Il Folletti della Val Taleggio
Si racconta che in alta Valle Brembana, un tale di Olda si recò a Sottochiesa per motivi di lavoro. La sera sulla via del ritorno, mentre stava attraversando il ponte di Sottochiesa, udì il pianto di un bambino provenire da sotto il ponte. L’uomo si precipitò a soccorrere il bimbo ancora in fasce. Pensò che si trattasse di un abbandono, lo prese e lo portò a casa. Durante il tragitto il bimbo si faceva sempre più pesante finché il pover’uomo cadde stremato. A quel punto si accorse che il bimbo che stava portando si era trasformato all’improvviso in un folletto rosso e ghignante che gli rubò le scarpe e scomparì, costringendo l’uomo a tornarsene a casa a piedi nudi. Una leggenda analoga sempre ambientata a Sottochiesa, racconta di un uomo che una sera, sulla via di ritorno verso casa, trovò un ubriaco steso sulla strada. Decise allora di portarlo con sé nella sua modesta abitazione, se lo caricò in spalla e una volta a casa lo mise a letto. Durante la notte l’uomo fu svegliato da un forte baccano che proveniva dalla stanza dove stavano stagionando gli stracchini, e trovò tutti i formaggi a pezzi e sparsi per terra. Non riuscendo a spiegarsi l’accaduto cercò di svegliare l’ubriaco che aveva soccorso, ma dormiva troppo profondamente. Scese allora in cucina e non sapendo che pesci pigliare, si fece un caffé, finché non si addormentò con la testa sul tavolo. Ad un certo punto fu svegliato di nuovo da un gran chiasso che questa volta proveniva dalla cantina.
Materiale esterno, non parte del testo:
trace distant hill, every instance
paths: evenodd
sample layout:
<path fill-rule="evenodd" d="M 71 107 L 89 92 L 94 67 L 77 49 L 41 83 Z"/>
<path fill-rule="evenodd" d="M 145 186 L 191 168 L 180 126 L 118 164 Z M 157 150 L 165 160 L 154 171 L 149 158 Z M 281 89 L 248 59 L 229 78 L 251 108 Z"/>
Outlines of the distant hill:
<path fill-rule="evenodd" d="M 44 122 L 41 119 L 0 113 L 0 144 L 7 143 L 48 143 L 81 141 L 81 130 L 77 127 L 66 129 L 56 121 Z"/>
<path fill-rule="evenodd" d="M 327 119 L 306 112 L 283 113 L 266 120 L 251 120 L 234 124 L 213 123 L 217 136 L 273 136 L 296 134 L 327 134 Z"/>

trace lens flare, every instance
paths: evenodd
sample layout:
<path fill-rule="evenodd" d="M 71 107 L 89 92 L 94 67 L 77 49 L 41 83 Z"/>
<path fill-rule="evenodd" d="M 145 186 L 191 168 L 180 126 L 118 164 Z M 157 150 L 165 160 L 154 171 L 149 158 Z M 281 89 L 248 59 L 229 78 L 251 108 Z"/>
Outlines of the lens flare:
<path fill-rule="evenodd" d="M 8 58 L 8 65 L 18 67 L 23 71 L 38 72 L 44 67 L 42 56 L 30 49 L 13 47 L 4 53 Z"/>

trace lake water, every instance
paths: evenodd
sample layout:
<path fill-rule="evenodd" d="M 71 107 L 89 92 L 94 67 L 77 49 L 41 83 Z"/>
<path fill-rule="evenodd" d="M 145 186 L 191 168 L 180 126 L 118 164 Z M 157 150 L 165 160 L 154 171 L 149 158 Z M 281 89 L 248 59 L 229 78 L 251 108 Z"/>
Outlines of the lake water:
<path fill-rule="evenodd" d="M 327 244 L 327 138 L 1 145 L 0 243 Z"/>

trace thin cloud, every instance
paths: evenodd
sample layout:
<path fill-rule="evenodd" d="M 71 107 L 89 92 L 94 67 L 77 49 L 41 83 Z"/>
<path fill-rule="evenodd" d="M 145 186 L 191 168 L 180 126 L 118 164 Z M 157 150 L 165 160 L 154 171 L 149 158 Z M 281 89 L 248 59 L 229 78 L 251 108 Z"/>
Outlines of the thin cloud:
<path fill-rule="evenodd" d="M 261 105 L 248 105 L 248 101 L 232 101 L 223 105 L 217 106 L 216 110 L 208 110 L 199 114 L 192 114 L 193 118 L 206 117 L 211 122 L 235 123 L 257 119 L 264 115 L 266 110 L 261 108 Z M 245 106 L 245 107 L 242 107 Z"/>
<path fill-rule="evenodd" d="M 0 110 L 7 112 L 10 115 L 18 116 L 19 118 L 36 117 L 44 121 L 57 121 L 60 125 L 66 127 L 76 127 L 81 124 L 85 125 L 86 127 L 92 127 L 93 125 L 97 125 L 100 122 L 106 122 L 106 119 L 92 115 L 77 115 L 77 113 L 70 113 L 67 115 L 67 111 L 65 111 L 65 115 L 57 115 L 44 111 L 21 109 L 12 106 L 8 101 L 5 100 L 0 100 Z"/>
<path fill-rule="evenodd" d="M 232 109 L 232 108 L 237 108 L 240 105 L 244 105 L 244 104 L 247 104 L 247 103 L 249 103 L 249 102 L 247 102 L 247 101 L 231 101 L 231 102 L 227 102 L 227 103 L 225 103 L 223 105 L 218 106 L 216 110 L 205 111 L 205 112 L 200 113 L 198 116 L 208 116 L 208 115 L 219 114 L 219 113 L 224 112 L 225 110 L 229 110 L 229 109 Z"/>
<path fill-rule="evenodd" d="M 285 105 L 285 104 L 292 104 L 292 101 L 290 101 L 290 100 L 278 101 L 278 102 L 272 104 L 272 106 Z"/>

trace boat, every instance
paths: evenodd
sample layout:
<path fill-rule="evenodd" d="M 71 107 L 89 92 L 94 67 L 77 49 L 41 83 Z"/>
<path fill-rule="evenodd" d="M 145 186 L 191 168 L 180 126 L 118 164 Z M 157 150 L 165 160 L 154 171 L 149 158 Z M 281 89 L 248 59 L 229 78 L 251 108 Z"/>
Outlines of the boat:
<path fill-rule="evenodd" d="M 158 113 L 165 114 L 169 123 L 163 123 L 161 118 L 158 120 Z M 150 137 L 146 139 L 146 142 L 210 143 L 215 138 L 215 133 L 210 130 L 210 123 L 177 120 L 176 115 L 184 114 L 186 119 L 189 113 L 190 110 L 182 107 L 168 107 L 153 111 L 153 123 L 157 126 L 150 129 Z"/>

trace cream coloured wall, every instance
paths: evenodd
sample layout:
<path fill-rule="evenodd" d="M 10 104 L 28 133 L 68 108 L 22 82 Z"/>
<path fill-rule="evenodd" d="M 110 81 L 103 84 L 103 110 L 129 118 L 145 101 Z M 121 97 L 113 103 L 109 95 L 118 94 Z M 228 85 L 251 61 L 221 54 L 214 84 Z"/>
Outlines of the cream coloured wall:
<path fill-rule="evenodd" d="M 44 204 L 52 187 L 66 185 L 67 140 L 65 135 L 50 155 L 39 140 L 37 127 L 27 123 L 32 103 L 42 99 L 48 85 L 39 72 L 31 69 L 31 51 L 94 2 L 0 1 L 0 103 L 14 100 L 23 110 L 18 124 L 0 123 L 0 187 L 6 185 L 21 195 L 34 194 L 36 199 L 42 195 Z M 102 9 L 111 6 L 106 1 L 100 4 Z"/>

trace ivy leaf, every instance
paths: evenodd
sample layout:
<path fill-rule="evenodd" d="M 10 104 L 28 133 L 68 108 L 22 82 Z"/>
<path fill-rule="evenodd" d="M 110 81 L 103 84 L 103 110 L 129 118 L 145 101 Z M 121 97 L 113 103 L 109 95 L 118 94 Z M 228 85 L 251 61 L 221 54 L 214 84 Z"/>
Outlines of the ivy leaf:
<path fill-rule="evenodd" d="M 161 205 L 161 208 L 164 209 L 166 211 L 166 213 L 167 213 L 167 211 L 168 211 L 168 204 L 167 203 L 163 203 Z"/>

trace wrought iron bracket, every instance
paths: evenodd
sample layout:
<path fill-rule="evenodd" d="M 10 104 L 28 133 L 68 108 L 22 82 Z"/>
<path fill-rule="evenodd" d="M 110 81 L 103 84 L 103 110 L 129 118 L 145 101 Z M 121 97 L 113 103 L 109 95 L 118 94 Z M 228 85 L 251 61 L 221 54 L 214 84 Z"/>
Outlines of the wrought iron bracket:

Si accorse incredulo che anche lì era tutto a soqquadro, tornò allora di sopra e ritentò di svegliare l’ospite, ma questo continuava a dormire alla grossa. Tornò in cucina, quando ad un certo punto vide entrare un grosso gatto dalla porta principale che si mise a crear scompiglio, cercò allora di acchiapparlo ma questo scappò fuori dalla finestra e scomparve. A questo punto l’uomo corse spaventato dall’ubriaco, ma con stupore vide che questo non c’era più ed il suo letto era in preda alle fiamme. Finalmente fu tutto chiaro, la persona che aveva soccorso era un folletto!